The spirit of this Promise is to provide transparency into Clara’s performance. We will not at this time be providing automatic refunds or discounts if we fail to meet the metrics. Our billing terms remain unchanged: if you decide to stop using Clara for any reason, please email support@claralabs.com, and we’ll stop billing you starting on the first day of your next billing cycle.

Are there any exclusions to the metrics?

Yes. The metrics do not apply to any unavailability, suspension or termination of Clara (i) caused by factors outside of our reasonable control, including any major event or Internet access or related problems beyond the demarcation point of Clara (for example, the customer’s email service’s outage); (ii) that result from any actions or inactions of the customer or any third party; (iii) that result from the customer’s equipment, software or other technology and/or third party equipment, software or other technology.

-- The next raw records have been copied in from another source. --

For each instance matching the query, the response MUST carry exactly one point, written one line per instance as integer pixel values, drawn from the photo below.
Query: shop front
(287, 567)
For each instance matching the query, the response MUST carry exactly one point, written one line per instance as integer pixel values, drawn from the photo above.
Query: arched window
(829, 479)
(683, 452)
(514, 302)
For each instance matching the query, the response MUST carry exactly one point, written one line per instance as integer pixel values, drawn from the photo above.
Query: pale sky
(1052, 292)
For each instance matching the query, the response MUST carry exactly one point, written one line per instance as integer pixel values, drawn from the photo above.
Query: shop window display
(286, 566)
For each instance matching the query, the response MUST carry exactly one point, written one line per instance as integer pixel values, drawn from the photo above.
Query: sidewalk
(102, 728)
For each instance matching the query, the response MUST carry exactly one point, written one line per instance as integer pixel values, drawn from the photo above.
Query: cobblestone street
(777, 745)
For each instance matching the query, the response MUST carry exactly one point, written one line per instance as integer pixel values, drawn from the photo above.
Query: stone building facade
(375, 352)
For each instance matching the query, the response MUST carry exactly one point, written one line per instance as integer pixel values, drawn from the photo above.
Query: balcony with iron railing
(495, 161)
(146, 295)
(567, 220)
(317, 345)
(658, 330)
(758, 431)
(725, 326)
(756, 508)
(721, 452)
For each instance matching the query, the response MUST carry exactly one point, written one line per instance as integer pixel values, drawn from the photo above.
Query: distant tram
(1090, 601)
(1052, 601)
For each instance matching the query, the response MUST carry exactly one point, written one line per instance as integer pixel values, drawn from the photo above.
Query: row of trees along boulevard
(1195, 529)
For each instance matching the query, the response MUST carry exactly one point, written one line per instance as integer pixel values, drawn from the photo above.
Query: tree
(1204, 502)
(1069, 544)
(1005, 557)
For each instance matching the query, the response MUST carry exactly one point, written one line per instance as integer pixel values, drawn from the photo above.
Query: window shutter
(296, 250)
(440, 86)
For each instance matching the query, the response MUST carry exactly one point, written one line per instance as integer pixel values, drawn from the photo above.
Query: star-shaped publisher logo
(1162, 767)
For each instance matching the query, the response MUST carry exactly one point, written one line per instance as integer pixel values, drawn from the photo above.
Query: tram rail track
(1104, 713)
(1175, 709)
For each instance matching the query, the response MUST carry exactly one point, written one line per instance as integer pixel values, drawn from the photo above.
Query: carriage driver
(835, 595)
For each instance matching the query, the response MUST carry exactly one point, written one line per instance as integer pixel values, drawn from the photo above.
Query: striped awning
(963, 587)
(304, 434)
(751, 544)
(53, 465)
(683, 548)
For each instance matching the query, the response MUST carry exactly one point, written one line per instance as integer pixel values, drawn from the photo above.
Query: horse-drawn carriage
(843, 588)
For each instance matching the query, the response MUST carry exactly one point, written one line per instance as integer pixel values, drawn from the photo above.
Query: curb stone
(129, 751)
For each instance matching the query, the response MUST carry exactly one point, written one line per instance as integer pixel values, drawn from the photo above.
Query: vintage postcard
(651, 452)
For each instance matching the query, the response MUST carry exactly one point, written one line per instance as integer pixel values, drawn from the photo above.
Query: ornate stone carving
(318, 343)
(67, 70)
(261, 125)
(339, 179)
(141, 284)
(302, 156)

Clara’s Quality Metrics — Historical Tracking

April 2017

  • Per Response Success Rate — 99.2%
  • Median Response Time — 15.2 minutes
  • 80th Percentile Response Time — 40.4 minutes

March 2017

  • Per Response Success Rate — 98.0%
  • Median Response Time — 15.9 minutes
  • 80th Percentile Response Time — 42.1 minutes

February 2017

  • Per Response Success Rate — 97.3%
  • Median Response Time — 17.3 minutes
  • 80th Percentile Response Time — 47.3 minutes

January 2017

  • Per Response Success Rate — 97.2%
  • Median Response Time — 18.5 minutes
  • 80th Percentile Response Time — 47.8 minutes

December 2016

  • Per Response Success Rate — 97.2%
  • Median Response Time — 17.8 minutes
  • 80th Percentile Response Time — 63.8 minutes